Nano Advancement Repels Liquids












Staying dry is easy when water’s the only worry. Super hydrophobic surfaces crop up everywhere in nature. Thanks to a relatively high surface tension, water beads up and rolls right off broccoli, cabbage, euphorbia, duck feathers, butterfly wings, and mosquito legs. Humans, too, have managed to manufacture their own water-repellent materials.
But keeping dry when oil, alcohol, or other liquids are involved as well is a different story. These other liquids have a lower surface tension, which is why oil spreads on Teflon while water skits across it (in fact, in some cases, super hydrophobic surfaces are like sponges for other liquids, which is a why oil spills kill ducks).

Detail of the superomniphobic surface developed by Professor Anish Tuteja and his team that highlights the hierarchical texture present with the surface texture. Image: University of Michigan


But now thanks to a new nano technique, researchers in the Department of Materials Science and Engineering at the University of Michigan have come up with a material that repels water, oil, alcohol, and just about any liquid under the sun.
“The key is, essentially, trapping as much air as you can underneath the liquid droplet,” says Anish Tuteja, an assistant professor at the University who spearheaded the project. Drops of liquid naturally turn spherical when unencumbered by surfaces. To keep them round and rolling off, a surface needs to be as un-surface-like as possible. “Imagine a net,” says Tuteja. “The openings are the air pockets, and if the liquid is the tennis ball, it can’t penetrate through it.”

Hierarchical Approach

Tuteja sought to make those openings as large as possible without letting the ball pass through, which, in the case of liquids, would mean wetting the surface. His fabric needed to “maximize the fraction of air, while maintaining enough breakthrough pressure.” The geometry of the fabric is “reentrant,” which is to say it bends back on itself, like a sphere. Tuteja showed, back in 2007, that such shapes cause low surface tension liquids to bead up. So the new textile has cylindrical fibers.

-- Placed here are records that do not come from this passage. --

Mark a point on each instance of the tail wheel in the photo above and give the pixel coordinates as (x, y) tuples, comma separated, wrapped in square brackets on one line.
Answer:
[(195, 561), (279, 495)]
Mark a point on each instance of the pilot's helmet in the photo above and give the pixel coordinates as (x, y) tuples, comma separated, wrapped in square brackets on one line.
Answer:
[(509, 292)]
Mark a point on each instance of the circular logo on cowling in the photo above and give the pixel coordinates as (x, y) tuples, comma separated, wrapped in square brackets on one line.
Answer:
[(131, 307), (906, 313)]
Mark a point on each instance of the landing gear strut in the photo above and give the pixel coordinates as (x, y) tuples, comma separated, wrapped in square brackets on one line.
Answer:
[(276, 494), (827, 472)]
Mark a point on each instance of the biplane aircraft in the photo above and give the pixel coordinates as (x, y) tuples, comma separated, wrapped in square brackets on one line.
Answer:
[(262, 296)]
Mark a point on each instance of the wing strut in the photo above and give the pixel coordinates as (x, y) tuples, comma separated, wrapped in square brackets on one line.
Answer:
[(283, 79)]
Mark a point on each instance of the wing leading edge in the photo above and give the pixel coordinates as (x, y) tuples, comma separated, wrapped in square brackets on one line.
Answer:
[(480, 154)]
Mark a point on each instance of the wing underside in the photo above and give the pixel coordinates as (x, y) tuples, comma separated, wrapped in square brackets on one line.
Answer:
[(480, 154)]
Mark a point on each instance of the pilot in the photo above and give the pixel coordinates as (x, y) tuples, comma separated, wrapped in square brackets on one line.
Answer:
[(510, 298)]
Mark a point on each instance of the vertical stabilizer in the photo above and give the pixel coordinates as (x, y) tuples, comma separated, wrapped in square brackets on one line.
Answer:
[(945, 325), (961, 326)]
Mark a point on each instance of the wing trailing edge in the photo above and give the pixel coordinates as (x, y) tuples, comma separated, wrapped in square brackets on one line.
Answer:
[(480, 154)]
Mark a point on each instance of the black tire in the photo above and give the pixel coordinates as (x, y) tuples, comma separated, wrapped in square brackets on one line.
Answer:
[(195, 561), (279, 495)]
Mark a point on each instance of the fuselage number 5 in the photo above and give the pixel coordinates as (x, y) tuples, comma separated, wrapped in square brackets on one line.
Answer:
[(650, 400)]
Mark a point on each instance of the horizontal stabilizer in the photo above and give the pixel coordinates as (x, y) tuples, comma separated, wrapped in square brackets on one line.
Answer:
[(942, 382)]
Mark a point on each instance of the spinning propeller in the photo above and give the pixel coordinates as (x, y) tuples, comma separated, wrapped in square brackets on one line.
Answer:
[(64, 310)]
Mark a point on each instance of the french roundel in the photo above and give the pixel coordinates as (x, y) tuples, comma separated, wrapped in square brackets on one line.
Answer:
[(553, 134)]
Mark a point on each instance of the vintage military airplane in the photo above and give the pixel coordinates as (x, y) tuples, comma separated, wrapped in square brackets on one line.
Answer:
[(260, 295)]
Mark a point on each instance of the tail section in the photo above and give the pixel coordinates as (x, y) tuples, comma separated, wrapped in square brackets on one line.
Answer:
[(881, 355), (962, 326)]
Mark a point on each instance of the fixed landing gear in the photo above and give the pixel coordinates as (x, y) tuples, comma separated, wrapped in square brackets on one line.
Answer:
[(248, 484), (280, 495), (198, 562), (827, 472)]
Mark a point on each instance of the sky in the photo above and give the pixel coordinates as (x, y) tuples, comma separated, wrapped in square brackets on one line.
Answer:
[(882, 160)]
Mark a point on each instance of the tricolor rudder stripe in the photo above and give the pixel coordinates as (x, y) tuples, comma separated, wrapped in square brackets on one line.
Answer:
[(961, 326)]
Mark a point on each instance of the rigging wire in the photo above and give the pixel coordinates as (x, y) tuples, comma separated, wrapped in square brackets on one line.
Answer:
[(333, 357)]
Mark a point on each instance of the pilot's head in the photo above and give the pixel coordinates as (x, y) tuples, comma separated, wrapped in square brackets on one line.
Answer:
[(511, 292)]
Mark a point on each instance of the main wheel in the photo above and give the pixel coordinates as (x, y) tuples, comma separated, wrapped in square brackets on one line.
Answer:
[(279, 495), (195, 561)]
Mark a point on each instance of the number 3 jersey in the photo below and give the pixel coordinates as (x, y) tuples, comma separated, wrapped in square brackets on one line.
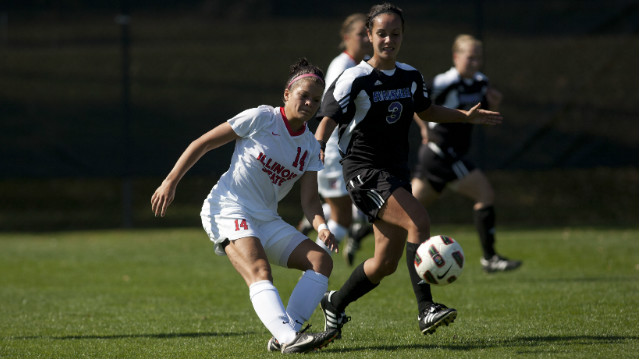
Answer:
[(267, 160), (374, 110)]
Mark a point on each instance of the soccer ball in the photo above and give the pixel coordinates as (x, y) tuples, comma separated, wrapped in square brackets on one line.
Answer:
[(439, 260)]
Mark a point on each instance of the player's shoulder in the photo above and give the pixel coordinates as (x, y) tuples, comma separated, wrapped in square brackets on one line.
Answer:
[(360, 70), (406, 67), (480, 77), (258, 117)]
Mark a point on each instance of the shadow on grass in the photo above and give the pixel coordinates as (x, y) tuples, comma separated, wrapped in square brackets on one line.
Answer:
[(532, 341), (150, 336)]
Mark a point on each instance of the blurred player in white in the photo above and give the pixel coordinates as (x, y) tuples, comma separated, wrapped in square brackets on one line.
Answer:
[(355, 46), (442, 158), (273, 149)]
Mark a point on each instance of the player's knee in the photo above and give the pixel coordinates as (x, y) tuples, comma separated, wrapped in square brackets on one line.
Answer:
[(322, 263), (384, 267)]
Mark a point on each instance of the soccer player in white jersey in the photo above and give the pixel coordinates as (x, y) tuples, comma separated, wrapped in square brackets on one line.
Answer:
[(273, 149), (442, 158), (373, 104), (331, 185)]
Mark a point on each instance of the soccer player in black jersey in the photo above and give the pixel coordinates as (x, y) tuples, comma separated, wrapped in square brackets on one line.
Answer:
[(442, 158), (373, 104)]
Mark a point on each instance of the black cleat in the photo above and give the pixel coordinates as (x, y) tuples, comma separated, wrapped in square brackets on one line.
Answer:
[(333, 320), (434, 316)]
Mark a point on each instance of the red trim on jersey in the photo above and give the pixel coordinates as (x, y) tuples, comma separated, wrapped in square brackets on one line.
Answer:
[(286, 123)]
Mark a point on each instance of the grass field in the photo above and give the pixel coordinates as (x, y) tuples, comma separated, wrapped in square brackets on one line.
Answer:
[(164, 294)]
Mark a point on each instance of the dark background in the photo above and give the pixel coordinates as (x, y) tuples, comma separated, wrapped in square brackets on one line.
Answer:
[(95, 110)]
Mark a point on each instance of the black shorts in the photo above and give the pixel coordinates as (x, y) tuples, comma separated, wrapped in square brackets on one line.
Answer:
[(439, 167), (369, 189)]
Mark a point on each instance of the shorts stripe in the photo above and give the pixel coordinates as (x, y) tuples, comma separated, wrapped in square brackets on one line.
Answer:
[(376, 198), (460, 170)]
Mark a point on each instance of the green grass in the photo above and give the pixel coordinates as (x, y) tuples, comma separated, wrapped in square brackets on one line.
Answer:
[(164, 294)]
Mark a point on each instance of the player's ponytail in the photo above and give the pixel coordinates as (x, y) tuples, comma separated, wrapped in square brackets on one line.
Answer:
[(385, 8), (303, 69)]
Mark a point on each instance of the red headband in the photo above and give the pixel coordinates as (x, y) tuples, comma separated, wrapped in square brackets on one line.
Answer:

A series of images illustrating droplets of acetic acid bouncing on the hierarchically structured superomniphobic surface that is tilted by 2° relative to the horizontal. Image: University of Michigan

To make it truly repellent to all liquids, Tuteja used a hierarchical approach. Onto the re-entrant mesh of suitable porosity, Tuteja sprayed a coating of tiny reentrant particles of suitable porosity. It’s just an “aggregate of spheres,” says Tuteja of the coating.
The result is a surface that keeps the fluids hopping—off.
 

Nearly all of them, that is. The “just about” in “just about any liquid under the sun,” found above, comes thanks to some chlorofluorocarbons of extremely low surface tension who had to spoil the party. Aside from them, every liquid Tuteja and his colleauges threw at the new surface bounced right off.

Potential Applications

One measure of how un-wetable a material is it’s surface energy. Teflon has a score of 17 millinewtons a meter. Tuteja’s new surface has a 10. That’s a good 60% to 70% lower than the famous non-stick stuff. And where Teflon is unwieldy to process—it’s hard and won’t dissolve into solvents—this slick new material is a breeze. It can be sprayed on and dissolves easily into several solvents. It’s toxicity, however, has yet to be tested.

The potential applications are many, as evidenced by the slew of calls from industry Tuteja has received. These include textile manufacturers and shoe manufacturers looking to make their products stain free and engine manufacturers and people involved in wastewater treatment looking to avoid buildup. Ship builders, hoping to cut down on drag, want to cover their hulls in the stuff. Manufactures of smart phones and tablets see a way to keep their screens free of fingerprints and other smudge. Those who make sunglasses and goggles look forward to a future with fog and filth free lenses.

None of that is to say that Tuteja is in it for the money. “I’d like to see it get out there, whether I make five dollars or a thousand,” he says. “The fun part is doing the work.”